Most importantly though, the mullahs must be disabused of the notion that they can continue to act wantonly without fear of consequence. If we want to prevent Iran from developing nuclear weapons we must first convince them that we will not only do something to prevent it, but that we will do anything and everything necessary to prevent it. As ugly a reality as this certainly is, the costs of doing what must be done pale in comparison to the costs of persisting in our current approach, which is to effectively acquiesce in Iran going nuclear.

Unless something is done quickly we will come to understand just how true this really is.

Wednesday, August 04, 2010

The Constitution & Representative Government Confounded

In recent years it has been the argument of the Left that the Constitution is in places indefinite in its meaning and that the courts must therefore assign a meaning where a self-evident one is absent. Along these lines, legal professor Sonja West writes that "eventually the law runs out and it is the justices [of the Supreme Court] who are tasked with filling in the missing parts."

This statement is astounding first and foremost because it confutes the text, framework, and over-arching logic of the Constitution.

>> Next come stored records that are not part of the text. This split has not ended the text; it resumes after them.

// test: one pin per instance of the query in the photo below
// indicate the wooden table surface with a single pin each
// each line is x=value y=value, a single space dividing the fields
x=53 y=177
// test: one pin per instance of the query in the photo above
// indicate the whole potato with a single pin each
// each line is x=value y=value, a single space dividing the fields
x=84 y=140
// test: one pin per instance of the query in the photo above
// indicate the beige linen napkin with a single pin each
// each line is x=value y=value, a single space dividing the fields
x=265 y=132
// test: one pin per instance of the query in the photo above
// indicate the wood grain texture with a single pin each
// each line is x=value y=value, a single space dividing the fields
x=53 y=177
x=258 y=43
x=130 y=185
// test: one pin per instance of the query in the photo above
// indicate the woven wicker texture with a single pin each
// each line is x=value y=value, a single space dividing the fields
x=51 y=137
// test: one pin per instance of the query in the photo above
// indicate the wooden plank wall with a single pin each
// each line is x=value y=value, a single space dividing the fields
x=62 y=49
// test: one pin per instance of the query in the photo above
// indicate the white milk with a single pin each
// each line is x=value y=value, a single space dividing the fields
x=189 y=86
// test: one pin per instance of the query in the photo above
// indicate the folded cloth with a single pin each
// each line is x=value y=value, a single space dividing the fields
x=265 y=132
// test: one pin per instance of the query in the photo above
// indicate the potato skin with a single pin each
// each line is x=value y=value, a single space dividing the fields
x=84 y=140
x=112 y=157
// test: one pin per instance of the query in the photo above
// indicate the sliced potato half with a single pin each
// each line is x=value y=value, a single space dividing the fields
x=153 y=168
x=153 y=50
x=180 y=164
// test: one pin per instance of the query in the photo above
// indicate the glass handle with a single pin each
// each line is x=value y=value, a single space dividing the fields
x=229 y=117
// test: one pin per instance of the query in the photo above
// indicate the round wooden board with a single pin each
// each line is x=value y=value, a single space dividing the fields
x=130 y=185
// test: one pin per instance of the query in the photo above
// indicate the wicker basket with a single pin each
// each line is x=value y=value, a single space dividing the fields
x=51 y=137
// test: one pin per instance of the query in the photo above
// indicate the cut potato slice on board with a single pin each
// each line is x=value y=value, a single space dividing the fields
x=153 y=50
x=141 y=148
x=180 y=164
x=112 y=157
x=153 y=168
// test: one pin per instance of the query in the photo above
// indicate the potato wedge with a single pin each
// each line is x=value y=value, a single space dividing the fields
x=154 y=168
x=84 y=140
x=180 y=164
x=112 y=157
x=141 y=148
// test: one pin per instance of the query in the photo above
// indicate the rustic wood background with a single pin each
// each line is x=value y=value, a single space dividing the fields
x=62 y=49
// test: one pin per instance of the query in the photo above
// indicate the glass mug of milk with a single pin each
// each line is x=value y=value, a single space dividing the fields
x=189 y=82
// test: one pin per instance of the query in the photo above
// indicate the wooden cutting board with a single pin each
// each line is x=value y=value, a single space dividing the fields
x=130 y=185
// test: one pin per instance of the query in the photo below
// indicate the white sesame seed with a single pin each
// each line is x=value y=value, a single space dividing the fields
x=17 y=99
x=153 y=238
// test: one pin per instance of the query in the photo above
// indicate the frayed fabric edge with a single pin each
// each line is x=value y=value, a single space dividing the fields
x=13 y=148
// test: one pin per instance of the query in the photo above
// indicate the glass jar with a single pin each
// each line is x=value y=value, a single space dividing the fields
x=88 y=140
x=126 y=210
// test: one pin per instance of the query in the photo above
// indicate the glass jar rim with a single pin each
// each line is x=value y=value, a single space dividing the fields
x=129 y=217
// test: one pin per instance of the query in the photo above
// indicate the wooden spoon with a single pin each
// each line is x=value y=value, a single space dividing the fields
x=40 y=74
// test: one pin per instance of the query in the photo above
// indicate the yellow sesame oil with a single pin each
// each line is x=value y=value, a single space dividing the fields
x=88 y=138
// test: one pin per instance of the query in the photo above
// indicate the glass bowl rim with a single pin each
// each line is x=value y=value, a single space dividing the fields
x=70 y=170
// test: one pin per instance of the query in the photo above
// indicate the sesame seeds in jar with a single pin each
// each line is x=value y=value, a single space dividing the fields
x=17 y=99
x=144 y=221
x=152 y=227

Where the law "runs out," so to speak, there is an absence of law. To fill that void necessarily constitutes the creation of law, a power expressly provided to the legislative branch by the Constitution in a host of explicit realms and to the states in all others. Article II and the 10th Amendment are quite clear on this.

The notion that the judiciary is to fill "in the missing parts" (create new law) is anathema to that framework, indeed it is a direct contradiction of it. As declared in the landmark case of Marbury v. Madison, the Constitution clearly iterates that it "is emphatically the province and duty of the judicial department to say what the law is" (emphasis added), not to create law. It is the express province of the legislative, states and people to make law and the province of the federal judiciary to say what that law is, not create new law in itself.

Beyond this Professor West's conception of the judiciary's role flies straight into the face of the very idea of representative government. The declaration that it is up to the courts to create new law where there is none simply isn't reconcilable with the idea of a form of government in which laws are made by representatives who are selected by the popular consent of the citizenry. The people create the laws they are governed by through their designated representatives. The United States of America is no longer a government of, by, and for the people if it is not the people themselves, but what Lincoln dubbed "that eminent tribunal" that is "tasked with filling in the missing parts." Such a foreign conception of government flouts the will of the people and transforms them from their own rulers into the subjects of a robed oligarchy.